Yes I agree you would need to tunnel because the headers aren’t big enough.

If I had to guess the futur, the industry will most likely go towards something like few expensive IPv4 owned by major cloud and internet providers and crazy recursive NAT setups everywhere. Because that works without breaking stuff.


There are an astonishing number of corporate end users also using "unused" chunks /8 sized of IP space internally. As if rfc1918 wasn't big enough.

I help design one of big 3 cloud providers and we're about to run out of private space for customer IPv4. We are addressing this is in a number of ways but I think others have run into this same issue.

/24 can easily be moved. And if I have 65000 /24s with varying utilization (like Apple,) and could turn that into money by coalescing and adding NAT, that would drive change.

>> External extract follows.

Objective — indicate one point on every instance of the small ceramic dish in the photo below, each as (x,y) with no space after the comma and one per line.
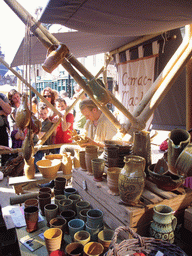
(167,182)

It’s not that ipv4 space is exhausted, there’s plenty of it available. It’s that early on it was mismanaged to the point that people / companies were able to buy entire /8’s for basically nothing and hold them forever.

You haven't seen the full depths of it then.

I originally wrote "a giant headache that never goes away", but changed it because it is possible to renumber the networks. But... that doesn't properly fix the problem. You'll hit the exact same issue the next time you go through a merger.

Worse, RFC1918 isn't actually that big. There are plenty of companies out there that have either exhausted it or have to be very very careful with their use of it to avoid running out. At some point you run out of space to renumber into. You're also going to have issues with e.g. VPNs to people's home networks, where renumbering isn't viable.


I've been pushing this idea at work lately. We've got a whole network of /28's in IPv4. Provisioning new servers is a nightmare.

Depends on your scale.. As soon as you start to have to resort to overlapping private IPv4 networks it really starts to get fun if you have to connect certain things together that weren't planned to be able to reach each other initially.

With IPv6 this is a non-issue.


I'm wondering how such a change would get "merged" in to begin with. I imagine even non-network engineers would get this huge itch having a large corporate contain a private IP in the changelist (I'm the non network engineer and can't really explain why it's bad. But it FEELS wrong and sometimes you at least need to use instinct to get another pair of eyes on something).

A big reason is mergers (something HP has a lot of experience with); merging two 10/8 networks is a mess but if they have unique IPs it's easier.

Also, I think the concept of a "private network" is inflexible and in some sense a premature optimization. If you use unique IPs you can decide on a subnet or even host basis what is exposed to the Internet and what isn't.


Can you elaborate on proper IP management? Isn't that sort of what the parent post is talking about with splitting the network into regional chunks?

I'd imagine few service teams at Amazon would get very far with a /29, let alone a /24, if they have to put all their stuff on that.


My first Networking job (2012-2015) was still like that! It was a regional health system that had a /16 from the early 90s (pre-ARIN). We were still using public IPs on printers and guest networks even. It was a bit of a pain going to the next place with 10x the devices and 1/10th the IP space.

Funnily enough the first job with all public IPs was the one with some IPv6 deployed while the 2nd was the one without. Of course it was the same manager in the early 1990s that rolled out IPv4 there that rolled out IPv6 in the 2010s so maybe it's not so surprising.